The PM SEQ’s response to these glaring test deficiencies is the following:  ” . . . the size of the ballistic inserts , humidity and temperature would not affect test results . . . and the weathered and altitude tests were eliminated to expedite FAT in support of the urgent wartime requirement for ballistic inserts.

To readers of SFTT, this latest snub and blatant disregard for the IG Reports  by the Program Manager for Soldier Equipment should come as no surprise.  Nevertheless, it is hard to reconcile his cavalier approach to testing body armor plates considering the fact that the US Marine Corps X-Ray testing have concluded that battlefield.

As late as October 2010, US Army Brigadier General Peter N. Fuller, the Program Executive Officer of the Soldier Systems Center at Fort Belvoir insisted that “we have the best body armor by far” in response to a similar scathing report by the GAO.

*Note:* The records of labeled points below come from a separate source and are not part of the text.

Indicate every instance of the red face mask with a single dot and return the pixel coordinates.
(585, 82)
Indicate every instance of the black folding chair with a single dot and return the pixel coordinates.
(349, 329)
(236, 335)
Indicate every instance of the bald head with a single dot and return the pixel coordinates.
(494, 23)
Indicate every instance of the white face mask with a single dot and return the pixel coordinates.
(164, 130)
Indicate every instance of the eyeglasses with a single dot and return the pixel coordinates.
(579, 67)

For years, SFTT has campaigned to help insure that our troops have the best body armor available.  At every step of the way we have been stonewalled by the very same people entrusted to supply that equipment to our troops.  A Federal judge has asked the Defense Department to reach an out-of-court settlement on Senior SFTT Editor Roger Charles’ FOIA which provides vital information on the efficacy of ceramic body armor plates.

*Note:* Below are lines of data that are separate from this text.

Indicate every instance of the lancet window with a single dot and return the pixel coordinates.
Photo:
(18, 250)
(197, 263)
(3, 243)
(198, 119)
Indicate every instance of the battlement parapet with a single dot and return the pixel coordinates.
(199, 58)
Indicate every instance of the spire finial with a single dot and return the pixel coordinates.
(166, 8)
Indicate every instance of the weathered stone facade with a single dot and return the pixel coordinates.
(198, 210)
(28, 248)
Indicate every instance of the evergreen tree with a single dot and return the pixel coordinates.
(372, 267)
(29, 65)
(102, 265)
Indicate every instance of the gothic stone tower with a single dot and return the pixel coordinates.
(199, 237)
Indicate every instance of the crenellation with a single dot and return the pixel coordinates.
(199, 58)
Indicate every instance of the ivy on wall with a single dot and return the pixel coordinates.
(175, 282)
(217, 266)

The sad reality is that defective ceramic plates are responsible for many battlefield casualties and deaths that could have been avoided.  How much longer does the public and our troops have to put up with these lies?

Really, imagine citing “urgent wartime requirements” for a war that has been going on for over 10 years and not testing ceramic plates  for “altitude, temperature or weathering” when the battlefied is Afghanistan.  After more than 5 years of sounding the alarm on the deficiency of military body armor, it is time to say goodbye to these hopeless bureaucrats at Ft. Belvoir and their supervisors at the Pentagon.  The safety of young men and women serving in harm’s way is far too important to be entrusted to them.